The Japan Aerospace Exploration Agency (JAXA) hopes a shift in the sunlight’s angle will hit the panels in a way that can restore its functions.
“It takes 30 days for the solar angle to change on the moon,” Hitoshi Kuninaka, the head of JAXA’s research centre, told reporters after the landing.
“So, when the solar direction changes, and the light shines from a different direction, the light could end up hitting the solar cell.”
Most moon landings – which had only been achieved by the United States, Russia, China and India – aim for a spot within an accuracy of several kilometres.
But SLIM tried to land within 100m of its target, which Mr Kuninaka said was “most certainly achieved”, according to trace data, though its specific location won’t be known for a month.
SLIM’s heater has been turned off as the team tries to conserve power and Mr Kuninaka said they want to keep the “status quo” for the moment while they wait for more accurate information.
Until we get another update from JAXA it’s impossible to know what might have gone wrong with the SLIM lander.

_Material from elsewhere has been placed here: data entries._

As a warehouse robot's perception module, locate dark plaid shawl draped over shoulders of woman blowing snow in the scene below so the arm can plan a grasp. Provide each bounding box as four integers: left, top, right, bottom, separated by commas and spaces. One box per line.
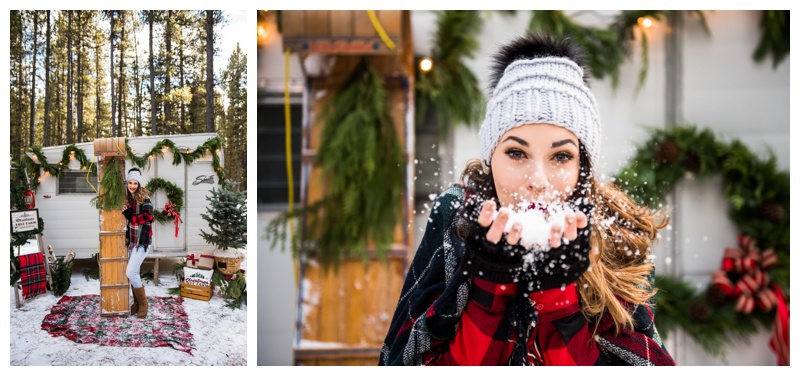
378, 186, 674, 365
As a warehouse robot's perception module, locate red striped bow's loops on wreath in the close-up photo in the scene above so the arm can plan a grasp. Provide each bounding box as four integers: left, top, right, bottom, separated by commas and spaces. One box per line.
713, 235, 778, 314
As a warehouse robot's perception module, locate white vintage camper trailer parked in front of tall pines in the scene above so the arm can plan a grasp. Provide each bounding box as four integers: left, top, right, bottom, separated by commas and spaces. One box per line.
30, 133, 224, 258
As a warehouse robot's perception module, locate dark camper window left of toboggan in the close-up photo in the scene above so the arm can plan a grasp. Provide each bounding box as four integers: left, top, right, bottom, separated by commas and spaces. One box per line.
256, 93, 303, 210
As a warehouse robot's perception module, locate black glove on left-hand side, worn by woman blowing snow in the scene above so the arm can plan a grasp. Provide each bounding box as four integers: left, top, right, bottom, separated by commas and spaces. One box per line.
461, 202, 526, 283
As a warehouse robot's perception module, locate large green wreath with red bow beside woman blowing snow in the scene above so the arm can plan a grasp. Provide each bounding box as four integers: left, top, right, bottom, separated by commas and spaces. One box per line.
615, 126, 790, 365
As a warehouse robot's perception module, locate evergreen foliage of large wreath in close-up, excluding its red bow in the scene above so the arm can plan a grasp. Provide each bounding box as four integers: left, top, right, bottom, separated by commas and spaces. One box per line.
615, 126, 790, 356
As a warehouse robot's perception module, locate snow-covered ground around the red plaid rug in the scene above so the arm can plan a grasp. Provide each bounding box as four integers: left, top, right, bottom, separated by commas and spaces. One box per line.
9, 260, 247, 366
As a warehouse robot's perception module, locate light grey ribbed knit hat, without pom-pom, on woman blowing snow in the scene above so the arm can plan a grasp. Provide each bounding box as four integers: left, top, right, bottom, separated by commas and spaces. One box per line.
479, 57, 600, 166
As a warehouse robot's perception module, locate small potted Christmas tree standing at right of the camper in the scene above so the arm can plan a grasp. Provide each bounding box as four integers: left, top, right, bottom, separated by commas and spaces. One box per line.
200, 183, 247, 275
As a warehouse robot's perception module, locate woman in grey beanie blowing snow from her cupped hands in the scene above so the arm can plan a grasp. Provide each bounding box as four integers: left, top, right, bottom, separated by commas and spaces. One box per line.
379, 34, 675, 365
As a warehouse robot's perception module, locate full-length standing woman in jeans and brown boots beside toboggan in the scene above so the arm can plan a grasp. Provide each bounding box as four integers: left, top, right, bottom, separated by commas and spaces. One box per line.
122, 167, 153, 319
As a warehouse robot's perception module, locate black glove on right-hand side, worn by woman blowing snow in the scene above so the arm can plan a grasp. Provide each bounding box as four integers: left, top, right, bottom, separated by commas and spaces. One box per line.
520, 204, 594, 292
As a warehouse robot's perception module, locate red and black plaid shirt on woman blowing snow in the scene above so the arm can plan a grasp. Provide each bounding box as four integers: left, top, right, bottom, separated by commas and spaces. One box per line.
427, 278, 675, 366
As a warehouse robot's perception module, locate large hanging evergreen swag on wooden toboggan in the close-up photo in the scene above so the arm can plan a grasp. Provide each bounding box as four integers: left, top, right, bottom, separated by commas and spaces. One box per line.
266, 58, 405, 271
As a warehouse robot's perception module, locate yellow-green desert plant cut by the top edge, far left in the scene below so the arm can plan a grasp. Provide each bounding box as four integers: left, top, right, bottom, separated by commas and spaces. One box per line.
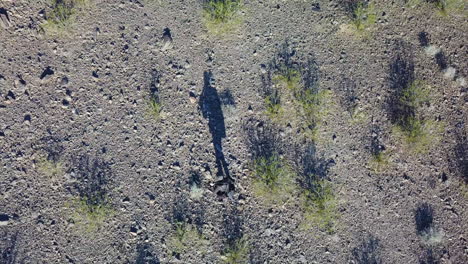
41, 0, 88, 34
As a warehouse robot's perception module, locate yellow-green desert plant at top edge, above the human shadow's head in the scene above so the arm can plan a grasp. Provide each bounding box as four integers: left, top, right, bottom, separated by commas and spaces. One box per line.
203, 0, 242, 35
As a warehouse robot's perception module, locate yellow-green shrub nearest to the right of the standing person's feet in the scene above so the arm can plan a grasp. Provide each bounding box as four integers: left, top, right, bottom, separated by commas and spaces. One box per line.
253, 155, 294, 203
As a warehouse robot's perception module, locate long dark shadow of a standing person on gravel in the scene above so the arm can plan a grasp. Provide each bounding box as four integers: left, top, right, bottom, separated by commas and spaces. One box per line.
199, 71, 234, 196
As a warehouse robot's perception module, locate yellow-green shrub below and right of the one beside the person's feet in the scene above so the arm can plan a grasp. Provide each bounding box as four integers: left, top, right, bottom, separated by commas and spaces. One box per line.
302, 179, 339, 233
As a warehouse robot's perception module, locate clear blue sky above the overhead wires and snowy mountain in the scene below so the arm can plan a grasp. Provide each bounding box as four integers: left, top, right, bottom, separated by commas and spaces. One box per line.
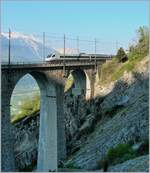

However, there was an indication in the news conference that power problems could be because the solar cells aren’t orientated correctly.
One potential cause of that is that SLIM landed the wrong way up.
One of the design choices was for the probe to touch down on two shock absorbing feet and then flop down like a domino onto its other feet.
A problem at the moment of landing, or with the slope of terrain on which it landed could have led to the lander toppling the wrong way leaving the solar cells pointing at the ground rather than the sky.
More data, and hopefully an image of the landing would tell the mission engineers more, but given their need to ration power it’s likely to be a week before we know more.
How did it land?
As the probe descended onto the surface, it was designed to recognise where it was flying by matching its camera’s images with existing satellite photos of the moon.
This “vision-based navigation” is what gives it the ability for a precise touchdown, JAXA has said.
Shock absorbers make contact with the lunar surface in a “two-step landing” method, with the rear parts touching the ground first, followed by the entire body gently collapsing forward and stabilising.
On landing, JAXA said SLIM deployed two mini-probes – a hopping vehicle as big as a microwave oven and a tennis ball-sized wheeled rover – that would have taken pictures of the spacecraft.
SLIM was launched in September and has taken a fuel-efficient four-month journey to the moon.